As with most social-media scuffles, it’s best not to get too deep in the weeds on the specifics. But, basically: a certain subsection of people are claiming that Nanjiani is clearly using steroids, citing supplements like MK-677, a form of ibutamoren, which functions as a growth hormone. These commenters seem determined to discredit Nanjiani’s current physique and the efforts he waged to earn it: his body is fake because the changes are “not realistic at all.” One account even wrote “… guys who are ectomorphs do not become vascular and have hard mass gains like that.” Meanwhile, an offshoot of this group seems to almost pity Nanjiani, maintaining that he wouldn’t feel the need to cheat his way to the top if our society didn’t have such “impossible beauty standards.”

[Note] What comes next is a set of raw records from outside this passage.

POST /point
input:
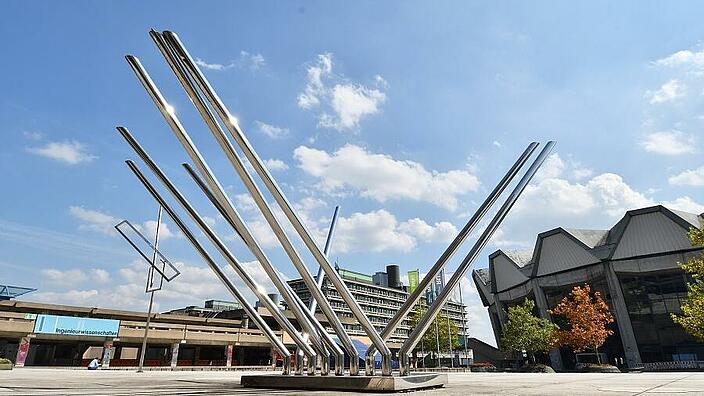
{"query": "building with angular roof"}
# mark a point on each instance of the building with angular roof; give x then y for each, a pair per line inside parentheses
(633, 265)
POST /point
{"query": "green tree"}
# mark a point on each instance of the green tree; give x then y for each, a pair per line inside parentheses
(523, 331)
(692, 317)
(429, 341)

Make no mistake, this is body shaming. It’s an extremely bizarre version of it — considering Nanjiani could probably fireman’s carry a hog up a mountain right now — but it’s a concentrated effort by a group of people to make another person feel bad for his figure. Why are people doing this? Well, it’s impossible to ignore the fact that Nanjiani is an immigrant and a person of color, living in a country and working in an industry that have spent decades doing a frankly shit job at accommodating either. There wasn’t this brand of backlash when Chris Pratt morphed from a scruffy frat brother to a presumed Indiana Jones heir overnight. That’s to say nothing of America’s action-hero golden age, back in the ’80s, when white actors regularly used anabolic steroids to beef up for roles.

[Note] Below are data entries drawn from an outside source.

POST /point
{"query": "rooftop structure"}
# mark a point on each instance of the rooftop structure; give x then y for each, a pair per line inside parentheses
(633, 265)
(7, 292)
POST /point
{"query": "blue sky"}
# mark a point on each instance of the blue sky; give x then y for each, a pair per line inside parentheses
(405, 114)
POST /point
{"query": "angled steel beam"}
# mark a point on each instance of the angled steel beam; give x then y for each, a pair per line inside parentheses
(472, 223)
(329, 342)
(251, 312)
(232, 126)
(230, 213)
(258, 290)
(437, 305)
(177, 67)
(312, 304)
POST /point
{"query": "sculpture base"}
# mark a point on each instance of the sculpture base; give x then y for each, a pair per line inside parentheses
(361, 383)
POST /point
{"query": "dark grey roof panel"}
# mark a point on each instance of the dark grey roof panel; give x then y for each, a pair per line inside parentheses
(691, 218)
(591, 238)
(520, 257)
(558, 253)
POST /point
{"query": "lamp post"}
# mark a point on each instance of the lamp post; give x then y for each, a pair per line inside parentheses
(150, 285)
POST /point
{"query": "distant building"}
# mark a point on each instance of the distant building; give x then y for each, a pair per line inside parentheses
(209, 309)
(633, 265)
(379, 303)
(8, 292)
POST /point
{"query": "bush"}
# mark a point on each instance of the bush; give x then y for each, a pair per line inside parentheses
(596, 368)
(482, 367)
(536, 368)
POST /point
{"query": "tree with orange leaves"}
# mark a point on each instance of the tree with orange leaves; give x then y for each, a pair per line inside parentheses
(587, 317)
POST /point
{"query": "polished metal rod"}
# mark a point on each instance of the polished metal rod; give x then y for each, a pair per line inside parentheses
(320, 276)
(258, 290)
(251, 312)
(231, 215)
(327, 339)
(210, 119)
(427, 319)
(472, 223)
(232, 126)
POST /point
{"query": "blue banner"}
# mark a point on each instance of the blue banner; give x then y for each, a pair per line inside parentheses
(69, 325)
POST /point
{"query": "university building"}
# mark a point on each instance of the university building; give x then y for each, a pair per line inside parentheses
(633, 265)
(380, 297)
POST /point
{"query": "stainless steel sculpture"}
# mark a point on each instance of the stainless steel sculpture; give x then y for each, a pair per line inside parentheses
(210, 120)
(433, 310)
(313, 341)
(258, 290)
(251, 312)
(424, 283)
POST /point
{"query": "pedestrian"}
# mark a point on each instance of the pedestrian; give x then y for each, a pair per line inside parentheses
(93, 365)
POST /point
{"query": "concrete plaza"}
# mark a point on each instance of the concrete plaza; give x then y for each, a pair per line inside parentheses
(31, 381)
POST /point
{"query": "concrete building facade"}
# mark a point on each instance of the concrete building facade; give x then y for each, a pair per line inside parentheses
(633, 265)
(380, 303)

But beyond that, our exasperation here stems from the fact that Nanjiani worked to get ahead of such criticism. He might as well have outright predicted it. In that initial shirtless post, Nanjiani credited the small army of trainers, nutritionists and chefs that had been assigned to help him prepare for Eternals. He wrote: “[This was] paid for by the biggest studio in the world. I’m glad I look like this, but I also understand why I never did before. It would have been impossible without these resources and time.” This point tracks with something Zac Efron said after filming Baywatch: “I realized when I was done with that movie, I never wanted to be in that shape again … You’re working with no wiggle room. It’s not real.”

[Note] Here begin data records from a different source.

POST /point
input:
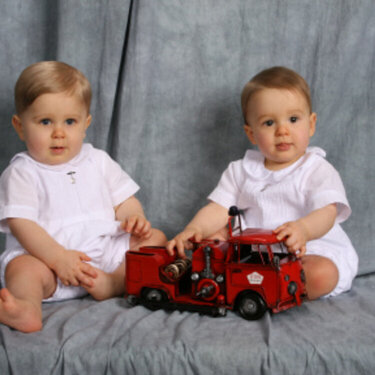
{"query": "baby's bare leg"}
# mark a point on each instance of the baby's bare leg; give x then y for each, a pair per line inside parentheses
(28, 282)
(322, 275)
(108, 285)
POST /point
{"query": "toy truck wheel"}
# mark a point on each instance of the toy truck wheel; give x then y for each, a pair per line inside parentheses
(251, 306)
(154, 295)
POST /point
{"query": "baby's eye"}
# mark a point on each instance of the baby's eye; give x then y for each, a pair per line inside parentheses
(70, 121)
(268, 123)
(45, 121)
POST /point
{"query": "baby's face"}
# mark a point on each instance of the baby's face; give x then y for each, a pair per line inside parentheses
(280, 124)
(53, 127)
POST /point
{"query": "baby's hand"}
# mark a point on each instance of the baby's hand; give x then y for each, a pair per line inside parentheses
(72, 269)
(295, 236)
(138, 225)
(182, 241)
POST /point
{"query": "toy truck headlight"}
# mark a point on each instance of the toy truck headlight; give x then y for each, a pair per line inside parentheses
(292, 288)
(219, 279)
(194, 276)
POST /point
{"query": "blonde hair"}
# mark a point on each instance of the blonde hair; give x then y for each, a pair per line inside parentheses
(277, 77)
(48, 77)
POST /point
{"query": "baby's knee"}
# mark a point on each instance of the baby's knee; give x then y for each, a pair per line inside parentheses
(321, 276)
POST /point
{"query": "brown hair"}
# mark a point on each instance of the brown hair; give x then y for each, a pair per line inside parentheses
(277, 77)
(48, 77)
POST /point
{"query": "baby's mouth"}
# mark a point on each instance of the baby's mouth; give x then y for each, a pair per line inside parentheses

That’s exactly right: it’s the level of dedication required to get this sort of body that isn’t real, not the body itself. At one point during his training, Nanjiani described spending an entire day regretting a bowl of sticky toffee pudding from the night before. If you combine enormous resources and consistent sacrifice, you’re bound to get results. People who’ve never met Nanjiani, those apparently mortally offended by his physical transformation, should heed the words he wrote in his original post, and keep in mind that this was a once-in-a-lifetime opportunity to look like a superhero. It’s unlikely (though not impossible) that Nanjiani, about to turn 43, will still look like this at 50.
Plus, as a general rule, if you get your kicks critiquing or sermonizing about the fitness journeys of others on social media, stop that. If there’s anyone in Hollywood who didn’t need to get jacked, it would probably be the comedian fresh off a Best Original Screenplay nod at the Oscars. Yet, Nanjiani got yoked regardless, and it will probably lead to more unique career opportunities. All power to him for it. If patience got us through 2020, let kindness be the mantra in 2021. Don’t type away your own insecurities by trying to tear down the triumphs of someone else. More than anything else, the world of wellness thrives on positivity and community. If you want to make changes in your own life this year — and remember, they don’t have to be super-sized — recognizing those core truths is the only way to start.